Рейнхарт снова задумался.
— В-третьих, он, вероятно, был в чем-то замешан. Если мы найдем преступника, то, скорее всего, выйдем на какой-нибудь криминал с участием Эриха Ван Вейтерена. Опять. Вопреки утверждениям его подруги… а такое ведь едва ли согреет сердце отца, как тебе кажется?
— Понятно, — кивнула Уиннифред, вертя в руках бокал. — Да, тройная неприятность. А насколько точно, что там криминал? Ведь это совсем не обязательно?
— Точность в таких делах вещь относительная, — перебил Рейнхарт и постучал себя пальцем по лбу. — На сигналы отсюда глаза закрывать не следует. Вдобавок… вдобавок он хочет лично разбираться с преступником, если мы его найдем. То есть комиссар. Черт подери!.. Впрочем, я его, пожалуй, понимаю.
Уиннифред ненадолго задумалась.
— История не из приятных, — сказала она. — Неужели бывает еще хуже?
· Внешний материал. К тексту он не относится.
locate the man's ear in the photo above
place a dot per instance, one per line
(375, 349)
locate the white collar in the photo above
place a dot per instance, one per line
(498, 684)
Звучит так, будто все это чуть ли не специально подстроено.
— Он обычно именно так и говорит, — заметил Рейнхарт.
Призыв полиции о помощи в «диккенском» деле появился во всех основных газетах Маардама во вторник, ровно через неделю после убийства, и к пяти часам дня позвонили десять человек, заявивших, что они посещали «Траттория Комедиа» в интересующий полицию день. Принимать информацию выделили Юнга и Роота, которые сразу отмели шестерых звонивших как «второстепенных» (термин Роота), поскольку они плохо подходили по срокам. Оставшиеся четверо, по их словам, находились в ресторане в промежуток между 17.00 и 18.30, и весь квартет любезно согласился тем же вечером явиться в полицию для допроса.
Первым оказался Руперт Пилзен — пятидесятивосьмилетний директор банка, проживавший в Диккене на аллее Веймар и забегавший в «Тратторию» во вторник немного посидеть в баре. Только маленький стаканчик виски и одно пиво. Приблизительно с четверти шестого до без четверти шесть. В ожидании, пока жена приготовит ужин; он объяснил, что иногда позволяет себе такое после тяжелого рабочего дня. Когда остается время.
Он сдвинул очки на лоб и внимательно изучил фотографию Эриха Ван Вейтерена. Объяснил, что никогда прежде того не видел ни в «Траттории», ни где-либо в другом месте, и бросил многозначительный взгляд на наручные часы. «Наверное, запланировал новое заслуженное посещение бара, которое теперь срывается», — подумал Юнг.
Не заметил ли он чего-либо другого, что могло бы оказаться им полезным?
Нет.
Не запомнил ли он чьих-нибудь лиц?
Нет.
Сидели ли в баре еще люди?
У Пилзена появились морщины — мелкие на лбу и глубокие на двойном подбородке. Нет, пожалуй, он все время сидел в одиночестве. Хотя… под конец подошла какая-то женщина. С короткой стрижкой, около сорока лет, похожая на феминистку. Уселась за стойку и заказала рюмку спиртного. Сидела довольно далеко от него, насколько ему помнится, с газетой. Это все.